Eğitimin kalbi öğretmendir.
Eğitim fakültelerindeki öğretmen yetiştirme sistemini yeniden ele alınmalı.
Önce nasıl bir öğretmen modeli istediğimizi belirlemeliyiz.
Sonrabu nitelikte öğretmen yetiştirmek için programlar üretilmeli.
KÂMİL İNSAN YETİŞTİRME HEDEFİ
Milli Eğitim Temel Kanunu, Türk milliyetçisi yetiştirmeyi hedefliyor.
Hedef “kâmil insan” yetiştirmek olmalı.
Ülkemizde sadece Türkler yaşamıyor, küçümsenmeyecek oranda başka ırktan vatandaşımız var. Esas olan öğrencilerin yeteneklerini keşfeden, geliştiren ve maharetli ve kâmil insan yetiştirmektir.
Vatanını, milletini, insanları sevme anlamında kullanıldığında milliyetçilik iyi bir şey. Türk milliyetçisi yetiştirme hedefi konduğu zaman, ülkenin bazı bölgelerinde Kürt milliyetçisi yetiştirme gayretine girenler oluyor. Türkiye 1984’ten beri 34 yıldır PKK terör örgütü ile mücadele ediyor. PKK, ırkçı ve Kürtçü, üstelik Marksist ve Leninist bir örgüt.
Panzehiri belli. Dindar ve kâmil insan yetiştirmek.
PKK, 1739 sayılı Milli Eğitim Temel Kanunu’nda da geçen Türk milliyetçisi yetiştirme hedefini istismar ediyor, TC sizi asimile etmek istiyor diyerek adam topluyor. Arkasında ABD ve Batılı ülkeler var. Dindar Kürt kardeşlerimiz PKK’ya prim vermiyor, dinsiz bir örgüt olduğu için karşı çıkıyorlar. Bu güzel. Örgütün elinden ırkçılık kozunu almak lazım.
Irkçılık çıkmaz sokaktır, başka ırklara düşmanlıktan beslenir.
İslamiyet ırkçılığı yasaklar. Kur’an, “Müminler kardeştir” buyurur.

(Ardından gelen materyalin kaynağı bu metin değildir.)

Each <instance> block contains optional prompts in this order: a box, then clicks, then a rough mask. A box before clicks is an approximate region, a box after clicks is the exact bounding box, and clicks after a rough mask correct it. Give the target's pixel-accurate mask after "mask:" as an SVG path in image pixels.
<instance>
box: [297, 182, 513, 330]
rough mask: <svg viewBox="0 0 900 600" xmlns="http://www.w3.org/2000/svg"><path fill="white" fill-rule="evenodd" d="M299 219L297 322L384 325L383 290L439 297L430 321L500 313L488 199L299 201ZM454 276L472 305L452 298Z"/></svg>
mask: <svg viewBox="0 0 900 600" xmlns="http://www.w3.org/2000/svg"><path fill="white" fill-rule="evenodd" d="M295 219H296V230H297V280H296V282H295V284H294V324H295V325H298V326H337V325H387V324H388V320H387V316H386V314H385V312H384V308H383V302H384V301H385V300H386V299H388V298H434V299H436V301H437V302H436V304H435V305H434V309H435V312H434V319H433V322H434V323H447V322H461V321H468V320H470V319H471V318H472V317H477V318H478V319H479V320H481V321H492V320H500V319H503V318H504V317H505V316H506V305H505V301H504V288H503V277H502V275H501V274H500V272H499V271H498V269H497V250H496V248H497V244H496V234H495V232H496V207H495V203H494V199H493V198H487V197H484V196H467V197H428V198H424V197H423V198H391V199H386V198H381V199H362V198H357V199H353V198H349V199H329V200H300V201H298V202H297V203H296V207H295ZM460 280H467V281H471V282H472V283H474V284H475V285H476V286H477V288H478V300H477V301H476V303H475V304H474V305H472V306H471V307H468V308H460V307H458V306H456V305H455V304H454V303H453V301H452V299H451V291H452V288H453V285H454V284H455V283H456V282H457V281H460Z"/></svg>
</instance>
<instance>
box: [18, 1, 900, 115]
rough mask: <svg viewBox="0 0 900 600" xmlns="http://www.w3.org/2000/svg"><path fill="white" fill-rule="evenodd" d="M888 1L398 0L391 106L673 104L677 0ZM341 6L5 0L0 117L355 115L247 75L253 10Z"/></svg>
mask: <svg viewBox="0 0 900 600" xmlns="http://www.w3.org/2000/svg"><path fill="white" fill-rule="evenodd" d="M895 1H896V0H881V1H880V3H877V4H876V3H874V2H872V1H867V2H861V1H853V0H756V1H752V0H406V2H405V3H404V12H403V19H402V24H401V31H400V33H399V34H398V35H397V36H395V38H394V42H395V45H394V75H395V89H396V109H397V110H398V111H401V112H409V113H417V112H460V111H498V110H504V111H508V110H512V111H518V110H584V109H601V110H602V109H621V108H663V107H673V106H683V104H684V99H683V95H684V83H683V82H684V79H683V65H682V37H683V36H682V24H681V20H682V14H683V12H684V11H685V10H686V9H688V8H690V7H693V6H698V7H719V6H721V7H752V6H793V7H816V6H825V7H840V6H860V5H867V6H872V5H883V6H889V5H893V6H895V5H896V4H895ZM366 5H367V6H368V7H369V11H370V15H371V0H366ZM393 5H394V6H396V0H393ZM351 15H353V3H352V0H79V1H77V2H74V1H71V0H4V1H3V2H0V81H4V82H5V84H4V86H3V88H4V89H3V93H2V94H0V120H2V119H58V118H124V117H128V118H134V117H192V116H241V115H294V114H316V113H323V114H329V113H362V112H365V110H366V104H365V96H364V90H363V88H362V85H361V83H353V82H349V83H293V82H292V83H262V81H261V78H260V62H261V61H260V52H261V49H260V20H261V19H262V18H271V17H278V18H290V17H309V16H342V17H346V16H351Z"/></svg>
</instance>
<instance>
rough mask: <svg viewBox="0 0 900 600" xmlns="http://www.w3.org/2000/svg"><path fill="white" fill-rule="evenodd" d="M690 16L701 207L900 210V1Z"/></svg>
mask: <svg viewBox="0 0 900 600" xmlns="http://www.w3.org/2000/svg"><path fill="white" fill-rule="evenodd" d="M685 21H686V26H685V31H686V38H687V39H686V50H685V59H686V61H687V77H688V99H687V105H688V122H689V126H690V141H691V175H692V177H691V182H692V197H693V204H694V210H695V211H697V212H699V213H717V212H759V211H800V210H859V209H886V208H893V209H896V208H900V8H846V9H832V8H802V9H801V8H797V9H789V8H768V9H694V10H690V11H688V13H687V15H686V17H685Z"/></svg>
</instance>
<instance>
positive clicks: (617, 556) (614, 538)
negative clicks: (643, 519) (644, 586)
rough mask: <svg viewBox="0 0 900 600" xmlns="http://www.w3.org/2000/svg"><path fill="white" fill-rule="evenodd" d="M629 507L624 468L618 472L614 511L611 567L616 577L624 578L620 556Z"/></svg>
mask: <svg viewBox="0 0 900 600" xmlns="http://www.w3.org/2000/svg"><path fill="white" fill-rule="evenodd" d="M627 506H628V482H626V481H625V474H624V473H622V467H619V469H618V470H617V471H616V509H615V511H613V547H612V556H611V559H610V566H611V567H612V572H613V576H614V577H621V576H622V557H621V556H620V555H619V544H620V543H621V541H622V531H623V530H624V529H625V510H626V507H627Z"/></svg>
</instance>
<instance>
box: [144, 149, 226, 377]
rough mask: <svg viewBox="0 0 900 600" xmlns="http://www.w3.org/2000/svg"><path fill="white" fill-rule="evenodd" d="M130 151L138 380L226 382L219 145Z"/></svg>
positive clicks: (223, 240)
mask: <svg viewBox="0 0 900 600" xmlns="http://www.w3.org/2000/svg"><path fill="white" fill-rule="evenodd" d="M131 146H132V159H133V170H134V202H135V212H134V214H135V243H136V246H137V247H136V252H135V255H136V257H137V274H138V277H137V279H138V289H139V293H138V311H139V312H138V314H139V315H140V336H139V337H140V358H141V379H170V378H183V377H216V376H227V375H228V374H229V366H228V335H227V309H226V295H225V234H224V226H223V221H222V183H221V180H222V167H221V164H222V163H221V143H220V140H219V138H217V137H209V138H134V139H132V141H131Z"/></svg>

Hz. Muhammed (sav) Veda Hutbesinde şöyle buyurur:
Ey insanlar!
Rabbiniz birdir, babanız da birdir. Hepiniz Ȃdem›in çocuklarısınız. Ȃdem ise topraktandır. Arap’ın Arap olmayana, Arap olmayanın Arap’a üstünlüğü olmadığı gibi, sarı ırkın siyah ırka, siyah ırkın sarı ırka üstünlüğü yoktur. Üstünlük ancak takvada, Allah’tan korkmadadır. Allah yanında en kıymetliniz ondan en çok korkanızdır.”
TATİLLER KISALTILMALI
PISA, TIMMS gibi uluslararası sınavlarda öğrencilerimiz dünya ile yarışıyor.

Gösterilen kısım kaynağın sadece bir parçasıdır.